At last month’s Conference on Prosperity and Security in Central America, held in Miami, the United States and Mexico met with Central American government and business leaders to discuss enhancing their countries’ security and stability. The goal was to promote prosperity through security, defined as cracking down on transnational criminal networks, combatting drug trafficking, and fostering conditions for economic growth. The conference organizers claim that, taken together, these strategies will stem the flow of desperate migrants seeking to escape poverty and violence by fleeing across the U.S. southern border.

U.S. officials at the high-level summit included Secretary of State Rex Tillerson, Department of Homeland Security Secretary John Kelly, Vice President Mike Pence, and Treasury Secretary Steven Mnuchin. Other dignitaries included Mexican Foreign Secretary Luis Videgaray, Interior Secretary Miguel Ángel Osorio, and Secretary of Finance José Antonio Meade; as well as President Jimmy Morales of Guatemala, President Juan Orlando Hernández of Honduras, and Vice President Óscar Ortiz of El Salvador. In addition, a number of American and global business leaders were present at the conference, including representatives of the U.S. Chamber of Commerce. Specifics on the conference’s proceedings are sparse, however, as the media was largely barred from attending. And yet it is at conferences such as these that the fates of millions of global citizens are often sealed.

Trump has made clear that human rights considerations are inconsequential to his foreign policy. But the human cost in Central America and Mexico will be incalculable.

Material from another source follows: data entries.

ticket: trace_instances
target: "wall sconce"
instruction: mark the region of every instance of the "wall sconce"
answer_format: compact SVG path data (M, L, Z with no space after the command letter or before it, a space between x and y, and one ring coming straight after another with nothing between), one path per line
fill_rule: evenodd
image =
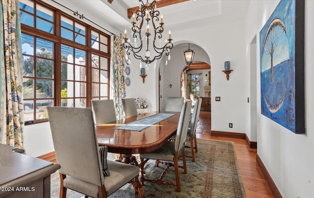
M225 62L225 70L223 70L222 71L226 74L227 81L229 80L229 74L232 71L233 71L233 69L230 69L230 62Z
M186 65L189 66L192 63L193 63L193 59L194 58L194 50L190 49L190 44L188 44L188 49L183 51L184 54L184 58L185 58L185 63Z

A central theme of the conference was the represented nations’ “shared responsibility” to confront crisis and develop regional solutions to the instability dogging Central America. Washington, promising cooperation, acknowledged its role as the top consumer of drugs, but strongly encouraged Mexico and Central America to take the lead in fixing the region’s ills. Yet the solutions presented were not new. Instead, the ideas showcased at the conference reflect longstanding, misguided U.S. policies that have bolstered military and corporate interests—ultimately driving the very displacement the conference was ostensibly convened to curtail. Notably, the sentiments of shared responsibility and local problem-solving are sharply at odds with the America First policies heralded by Trump, who appears intent on using heavy-handed tactics to secure U.S. borders.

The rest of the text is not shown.